After the unexpected resignation of ex-PM, Jacinda Ardern, Chris Hipkins was officially appointed as the 41st Prime Minister of New Zealand on Wednesday.

Now, the 44-year-old, Hipkins has less than nine months to regain the trust of the public on his party before contesting a tough general election. The opinion polls indicate that the Labour Party is lagging behind its opposition party.

New Prime Minister, Chris Hipkins, was sworn in by New Zealand's governor-general,Cindy Kiro, during a ceremony in the capital, Wellington.

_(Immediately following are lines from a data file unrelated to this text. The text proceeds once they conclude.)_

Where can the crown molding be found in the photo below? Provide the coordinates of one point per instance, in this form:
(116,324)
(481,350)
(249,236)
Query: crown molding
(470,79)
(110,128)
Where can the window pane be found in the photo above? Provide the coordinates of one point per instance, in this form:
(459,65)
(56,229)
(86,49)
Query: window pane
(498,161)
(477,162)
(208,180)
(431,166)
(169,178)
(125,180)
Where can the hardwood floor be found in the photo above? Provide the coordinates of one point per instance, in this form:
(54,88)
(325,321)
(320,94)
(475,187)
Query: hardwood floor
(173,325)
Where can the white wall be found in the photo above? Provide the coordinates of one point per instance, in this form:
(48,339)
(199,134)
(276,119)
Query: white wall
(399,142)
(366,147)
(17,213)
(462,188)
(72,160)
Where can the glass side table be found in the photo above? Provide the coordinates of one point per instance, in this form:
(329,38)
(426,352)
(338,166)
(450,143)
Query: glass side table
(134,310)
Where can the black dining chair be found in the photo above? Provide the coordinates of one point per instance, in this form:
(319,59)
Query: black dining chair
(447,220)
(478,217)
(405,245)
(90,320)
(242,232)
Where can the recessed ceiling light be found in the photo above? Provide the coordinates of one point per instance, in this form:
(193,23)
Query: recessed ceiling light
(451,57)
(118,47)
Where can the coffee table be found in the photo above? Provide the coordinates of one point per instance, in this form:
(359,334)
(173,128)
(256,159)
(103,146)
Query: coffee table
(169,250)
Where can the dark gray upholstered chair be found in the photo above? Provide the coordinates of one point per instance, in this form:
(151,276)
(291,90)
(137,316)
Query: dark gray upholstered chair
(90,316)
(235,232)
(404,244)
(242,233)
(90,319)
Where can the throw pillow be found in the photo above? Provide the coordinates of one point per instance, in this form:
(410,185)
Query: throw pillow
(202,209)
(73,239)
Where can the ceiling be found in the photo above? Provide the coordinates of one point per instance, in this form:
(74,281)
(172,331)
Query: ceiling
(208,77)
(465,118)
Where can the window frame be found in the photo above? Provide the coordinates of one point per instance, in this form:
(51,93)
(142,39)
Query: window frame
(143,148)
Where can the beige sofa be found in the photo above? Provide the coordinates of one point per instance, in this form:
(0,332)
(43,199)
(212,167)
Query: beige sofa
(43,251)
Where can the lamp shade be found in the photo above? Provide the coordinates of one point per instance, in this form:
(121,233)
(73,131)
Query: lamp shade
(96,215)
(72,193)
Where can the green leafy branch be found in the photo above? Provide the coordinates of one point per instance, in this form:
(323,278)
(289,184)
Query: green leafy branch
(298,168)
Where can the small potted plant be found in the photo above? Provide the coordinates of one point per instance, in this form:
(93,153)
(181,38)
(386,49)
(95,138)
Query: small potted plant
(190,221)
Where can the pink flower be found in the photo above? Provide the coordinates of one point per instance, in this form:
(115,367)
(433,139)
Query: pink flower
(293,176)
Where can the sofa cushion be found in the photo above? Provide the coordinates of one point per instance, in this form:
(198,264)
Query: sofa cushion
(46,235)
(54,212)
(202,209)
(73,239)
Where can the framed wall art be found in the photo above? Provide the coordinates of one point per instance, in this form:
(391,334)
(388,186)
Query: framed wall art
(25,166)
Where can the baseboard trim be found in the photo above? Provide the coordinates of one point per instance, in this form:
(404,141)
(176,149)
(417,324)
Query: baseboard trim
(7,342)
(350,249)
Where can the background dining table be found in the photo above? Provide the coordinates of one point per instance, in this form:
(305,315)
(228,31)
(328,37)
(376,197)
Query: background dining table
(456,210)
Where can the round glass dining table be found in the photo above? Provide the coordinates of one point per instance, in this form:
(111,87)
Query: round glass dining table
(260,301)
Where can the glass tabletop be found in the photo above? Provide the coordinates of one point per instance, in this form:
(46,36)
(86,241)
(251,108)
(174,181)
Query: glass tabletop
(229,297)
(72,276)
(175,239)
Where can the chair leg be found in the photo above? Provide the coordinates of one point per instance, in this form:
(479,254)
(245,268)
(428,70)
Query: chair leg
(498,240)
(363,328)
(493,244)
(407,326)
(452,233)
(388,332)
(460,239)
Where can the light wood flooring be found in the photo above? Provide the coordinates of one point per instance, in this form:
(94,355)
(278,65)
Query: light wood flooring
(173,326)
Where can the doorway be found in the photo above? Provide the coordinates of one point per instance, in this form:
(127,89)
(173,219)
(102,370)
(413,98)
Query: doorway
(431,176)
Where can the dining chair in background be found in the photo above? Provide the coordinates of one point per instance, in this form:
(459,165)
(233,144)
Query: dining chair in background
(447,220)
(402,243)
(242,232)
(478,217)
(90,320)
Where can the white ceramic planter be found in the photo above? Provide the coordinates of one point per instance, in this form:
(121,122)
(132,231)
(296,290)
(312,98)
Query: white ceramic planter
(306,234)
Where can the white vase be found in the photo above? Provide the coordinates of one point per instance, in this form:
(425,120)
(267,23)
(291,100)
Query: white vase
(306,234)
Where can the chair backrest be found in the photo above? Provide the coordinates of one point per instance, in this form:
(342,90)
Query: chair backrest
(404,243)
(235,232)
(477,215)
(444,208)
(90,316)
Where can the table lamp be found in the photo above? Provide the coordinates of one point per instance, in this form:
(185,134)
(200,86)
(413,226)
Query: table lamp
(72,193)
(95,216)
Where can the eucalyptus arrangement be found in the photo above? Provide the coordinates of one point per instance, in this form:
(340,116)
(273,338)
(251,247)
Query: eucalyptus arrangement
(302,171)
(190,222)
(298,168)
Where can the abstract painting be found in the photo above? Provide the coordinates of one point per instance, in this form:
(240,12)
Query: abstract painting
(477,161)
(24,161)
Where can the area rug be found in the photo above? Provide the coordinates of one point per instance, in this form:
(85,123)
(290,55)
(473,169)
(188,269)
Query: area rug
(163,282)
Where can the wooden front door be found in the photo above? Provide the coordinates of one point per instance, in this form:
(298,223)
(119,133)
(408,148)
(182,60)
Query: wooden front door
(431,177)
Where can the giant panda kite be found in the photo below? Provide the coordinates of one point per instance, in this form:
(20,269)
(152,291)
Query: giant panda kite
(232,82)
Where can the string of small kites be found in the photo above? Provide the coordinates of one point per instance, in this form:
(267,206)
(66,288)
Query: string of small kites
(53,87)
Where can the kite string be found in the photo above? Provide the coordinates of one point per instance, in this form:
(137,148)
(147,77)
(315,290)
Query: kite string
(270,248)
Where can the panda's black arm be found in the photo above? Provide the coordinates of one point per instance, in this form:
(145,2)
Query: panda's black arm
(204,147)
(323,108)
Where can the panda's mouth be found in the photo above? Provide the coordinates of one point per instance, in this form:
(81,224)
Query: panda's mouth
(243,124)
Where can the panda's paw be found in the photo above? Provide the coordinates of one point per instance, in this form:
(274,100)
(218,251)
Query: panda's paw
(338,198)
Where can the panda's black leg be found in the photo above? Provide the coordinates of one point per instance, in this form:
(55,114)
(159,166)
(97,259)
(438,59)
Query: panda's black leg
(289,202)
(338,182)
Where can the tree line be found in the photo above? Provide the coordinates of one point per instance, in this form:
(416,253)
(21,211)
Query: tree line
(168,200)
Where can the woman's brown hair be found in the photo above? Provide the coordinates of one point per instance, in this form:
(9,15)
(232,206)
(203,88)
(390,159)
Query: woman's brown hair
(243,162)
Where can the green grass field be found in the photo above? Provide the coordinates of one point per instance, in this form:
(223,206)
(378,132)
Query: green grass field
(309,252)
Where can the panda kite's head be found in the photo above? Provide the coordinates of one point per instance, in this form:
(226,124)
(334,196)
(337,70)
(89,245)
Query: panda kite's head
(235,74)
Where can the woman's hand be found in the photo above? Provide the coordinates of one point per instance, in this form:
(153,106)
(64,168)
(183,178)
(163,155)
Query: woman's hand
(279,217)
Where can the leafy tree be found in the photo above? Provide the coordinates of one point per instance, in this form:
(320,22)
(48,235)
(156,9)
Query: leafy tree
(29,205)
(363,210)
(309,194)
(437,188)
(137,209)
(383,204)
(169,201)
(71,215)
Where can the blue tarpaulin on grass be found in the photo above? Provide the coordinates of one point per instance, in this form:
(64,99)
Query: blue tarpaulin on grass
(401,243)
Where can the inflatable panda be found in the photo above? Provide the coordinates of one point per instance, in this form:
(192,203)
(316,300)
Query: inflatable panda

"This is the biggest privilege and responsibility of my life," Hipkins said after formally taking office. "I'm energized and excited by the challenges ahead." he added.

With this, Jacinda Ardern made her last public appearance as the Prime Minister on Wednesday. Last week, Jacinda Ardern announced her resignation as the New Zealand PM. She announced that she no longer had "enough in the tank" after leading the nation during its worst natural disaster, terror attack and COVID 19 pandemic.

During her tenure, Chris Hipkins had served as education and police minister. His crisis management during the Covid-19 pandemic brought him into limelight at national front. However, his work and other liberal leaders popularity remained to be dim in front of Jacinda Ardern who was praised globally for her leadership and decisions.

New Zealand’s head-of-state is Britain’s King Charles III, and Kiro is his representative in New Zealand, although these days the nation’s relationship with the monarchy is largely symbolic.

Notably, Chris Hipkins has vocally criticised the abhorrent treatment given to the ex-PM Jacinda Ardern by the public on social media.

"The way Jacinda has been treated, particularly by some segments of our society, and they are a small minority, has been utterly abhorrent. It does not represent who we are as a country," said Chris Hipkins in one of his public conferences.

He also said that people need to learn to give a similar treatment to women leaders as compared to their male counterparts in politics.